To qualify for relief under chapter 7 of the Bankruptcy Code, the debtor may be an individual, a partnership, or a corporation or other business entity. There is no dollar amount in debt you have to be in order to qualify. You qualify based on income and ability to repay debts or inability to repay debts. In addition, in order to qualify for Bankruptcy within 180 days before filing a debtor must have completed credit counseling.
The primary purpose of bankruptcy is to “discharge” certain debts. This discharge gives the debtor a “fresh start” and allows them to begin rebuilding their credit. The right to a discharge is not absolute, and some types of debts are not discharged such as student loans, alimony and child support, taxes and debts arising out of fraudulent activity. A discharge does not get rid of a secured claim/lien.
A chapter 7 case begins with the debtor filing a petition, schedules, statement of financial affairs and means test with the bankruptcy court. Debtors must also provide the trustee with a copy of the tax returns for the most recent tax year evidence of income.
The courts charge a $335.00 filing fee. The filing of a petition under chapter 7 “automatically stays” (stops) most collection actions against the debtor or the debtor’s property. 11 U.S.C. §§ 362.
Between 20 and 40 days after the petition is filed, the case trustee (described below) will hold a meeting of creditors. During this meeting, the trustee puts the debtor under oath, and both the trustee and creditors may ask questions. The debtor must attend and answer questions regarding the debtor’s financial affairs and property. It is important for the debtor to cooperate with the trustee and to provide any financial records or documents that the trustee requests.
The primary role of a chapter 7 trustee in an asset case is to liquidate the debtor’s nonexempt assets in a manner that maximizes the return to the debtor’s unsecured creditors.
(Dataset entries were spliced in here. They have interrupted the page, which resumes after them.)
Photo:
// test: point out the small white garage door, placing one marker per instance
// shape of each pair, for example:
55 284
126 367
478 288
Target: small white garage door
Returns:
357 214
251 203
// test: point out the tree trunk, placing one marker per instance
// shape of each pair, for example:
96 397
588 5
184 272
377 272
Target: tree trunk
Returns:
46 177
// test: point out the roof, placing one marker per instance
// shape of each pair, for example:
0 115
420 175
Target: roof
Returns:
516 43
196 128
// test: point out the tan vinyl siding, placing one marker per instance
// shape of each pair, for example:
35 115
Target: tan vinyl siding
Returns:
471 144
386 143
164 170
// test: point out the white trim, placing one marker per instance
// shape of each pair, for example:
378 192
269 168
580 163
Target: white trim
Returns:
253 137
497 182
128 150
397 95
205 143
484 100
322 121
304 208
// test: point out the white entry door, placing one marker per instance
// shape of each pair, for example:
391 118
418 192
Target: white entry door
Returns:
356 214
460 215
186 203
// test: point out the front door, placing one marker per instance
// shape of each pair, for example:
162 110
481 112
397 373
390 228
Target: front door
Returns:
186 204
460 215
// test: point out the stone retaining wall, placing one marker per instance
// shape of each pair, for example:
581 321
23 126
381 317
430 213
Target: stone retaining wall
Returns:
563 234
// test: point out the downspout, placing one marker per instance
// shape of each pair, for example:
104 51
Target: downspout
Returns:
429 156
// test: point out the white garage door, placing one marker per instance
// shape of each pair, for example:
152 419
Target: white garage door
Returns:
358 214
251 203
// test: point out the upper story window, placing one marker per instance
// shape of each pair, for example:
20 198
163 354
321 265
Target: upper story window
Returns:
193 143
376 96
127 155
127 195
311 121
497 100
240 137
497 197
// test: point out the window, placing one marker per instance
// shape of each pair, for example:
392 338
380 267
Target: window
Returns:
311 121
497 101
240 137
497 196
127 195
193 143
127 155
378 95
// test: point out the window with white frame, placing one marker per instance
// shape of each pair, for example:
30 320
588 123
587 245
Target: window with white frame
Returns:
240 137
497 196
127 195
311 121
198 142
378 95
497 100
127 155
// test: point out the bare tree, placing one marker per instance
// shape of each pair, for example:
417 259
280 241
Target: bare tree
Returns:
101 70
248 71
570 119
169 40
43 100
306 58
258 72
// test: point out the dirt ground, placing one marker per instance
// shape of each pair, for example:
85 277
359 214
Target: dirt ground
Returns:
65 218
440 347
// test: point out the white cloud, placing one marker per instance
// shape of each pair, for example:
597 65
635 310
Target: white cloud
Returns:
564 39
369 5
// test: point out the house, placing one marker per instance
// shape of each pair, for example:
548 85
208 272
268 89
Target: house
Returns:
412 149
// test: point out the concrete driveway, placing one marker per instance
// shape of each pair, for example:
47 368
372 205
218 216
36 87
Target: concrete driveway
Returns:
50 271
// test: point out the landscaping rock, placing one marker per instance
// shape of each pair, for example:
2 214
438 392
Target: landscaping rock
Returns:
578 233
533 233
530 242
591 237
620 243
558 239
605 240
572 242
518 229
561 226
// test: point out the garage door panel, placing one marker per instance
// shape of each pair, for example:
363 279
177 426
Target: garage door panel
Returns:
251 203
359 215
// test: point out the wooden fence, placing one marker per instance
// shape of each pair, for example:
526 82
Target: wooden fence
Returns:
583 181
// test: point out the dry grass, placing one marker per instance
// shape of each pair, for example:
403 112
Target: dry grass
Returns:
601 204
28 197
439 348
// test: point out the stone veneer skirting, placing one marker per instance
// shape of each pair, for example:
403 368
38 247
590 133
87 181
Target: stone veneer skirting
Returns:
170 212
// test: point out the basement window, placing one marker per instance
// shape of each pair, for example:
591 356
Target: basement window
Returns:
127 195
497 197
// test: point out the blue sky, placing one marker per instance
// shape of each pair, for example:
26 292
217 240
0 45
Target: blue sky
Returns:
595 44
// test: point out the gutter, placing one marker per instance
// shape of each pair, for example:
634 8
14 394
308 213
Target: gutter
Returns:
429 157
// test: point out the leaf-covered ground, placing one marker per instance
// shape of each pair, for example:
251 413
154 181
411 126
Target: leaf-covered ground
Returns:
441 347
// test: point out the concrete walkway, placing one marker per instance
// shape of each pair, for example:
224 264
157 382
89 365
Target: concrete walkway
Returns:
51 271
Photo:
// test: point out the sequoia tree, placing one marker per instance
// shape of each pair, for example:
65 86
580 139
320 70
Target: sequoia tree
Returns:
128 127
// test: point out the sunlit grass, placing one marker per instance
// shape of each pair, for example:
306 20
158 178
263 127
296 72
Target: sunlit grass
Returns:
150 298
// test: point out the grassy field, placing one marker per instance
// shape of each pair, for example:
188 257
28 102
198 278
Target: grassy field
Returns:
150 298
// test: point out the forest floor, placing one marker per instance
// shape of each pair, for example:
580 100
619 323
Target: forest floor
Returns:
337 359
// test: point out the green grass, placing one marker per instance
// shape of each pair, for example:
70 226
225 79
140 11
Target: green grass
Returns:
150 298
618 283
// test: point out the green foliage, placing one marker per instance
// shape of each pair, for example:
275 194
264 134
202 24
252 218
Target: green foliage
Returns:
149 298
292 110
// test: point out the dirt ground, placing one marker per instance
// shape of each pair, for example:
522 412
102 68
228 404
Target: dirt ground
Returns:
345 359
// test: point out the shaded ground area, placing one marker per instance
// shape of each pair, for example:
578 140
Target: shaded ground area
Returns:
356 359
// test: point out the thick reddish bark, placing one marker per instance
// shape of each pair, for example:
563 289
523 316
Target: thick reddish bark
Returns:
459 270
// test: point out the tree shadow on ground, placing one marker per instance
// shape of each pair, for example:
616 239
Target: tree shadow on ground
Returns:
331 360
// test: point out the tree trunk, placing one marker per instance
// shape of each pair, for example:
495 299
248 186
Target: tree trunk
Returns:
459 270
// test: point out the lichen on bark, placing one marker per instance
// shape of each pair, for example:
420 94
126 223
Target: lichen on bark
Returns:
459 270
The trustee accomplishes this by selling the debtor’s non-exempt property if it is free and clear of liens.
A discharge releases individual debtors from personal liability for most debts and prevents the creditors owed those debts from taking any collection actions against the debtor. The bankruptcy court will issue a discharge order 60 to 90 days after the date first set for the meeting of creditors.
The Court may deny an individual debtor a discharge if it finds the debtor committed perjury; failed to obey a lawful order of the bankruptcy court; fraudulently transferred, concealed, or destroyed property, etc.
Secured creditors may retain some rights to seize property securing an underlying debt even after a discharge is granted. Depending on individual circumstances, if a debtor wishes to keep certain secured property (such as an automobile), he or she may decide to “reaffirm” the debt which puts that debt “outside” of the bankruptcy.
Chapter 13 Bankruptcy is also known as a reorganization bankruptcy. Chapter 13 bankruptcy is filed by individuals who want to pay off their debts over a period of three to five years. In many cases, the amount of debt is greatly reduced. This type of bankruptcy appeals to individuals who have non-exempt property that they want to keep. It is also an option for individuals who have predictable income and whose income is sufficient to pay their reasonable expenses with some amount left over to pay off their debts.
Chapter 13 may allow you to strip a wholly unsecured mortgage. Further, a chapter 13 can STOP a FORECLOSURE if it is filed before the Sheriff’s sale. It is a very useful tool – providing protection from creditors, garnishments, seizures and the like while you reorganize your financial affairs.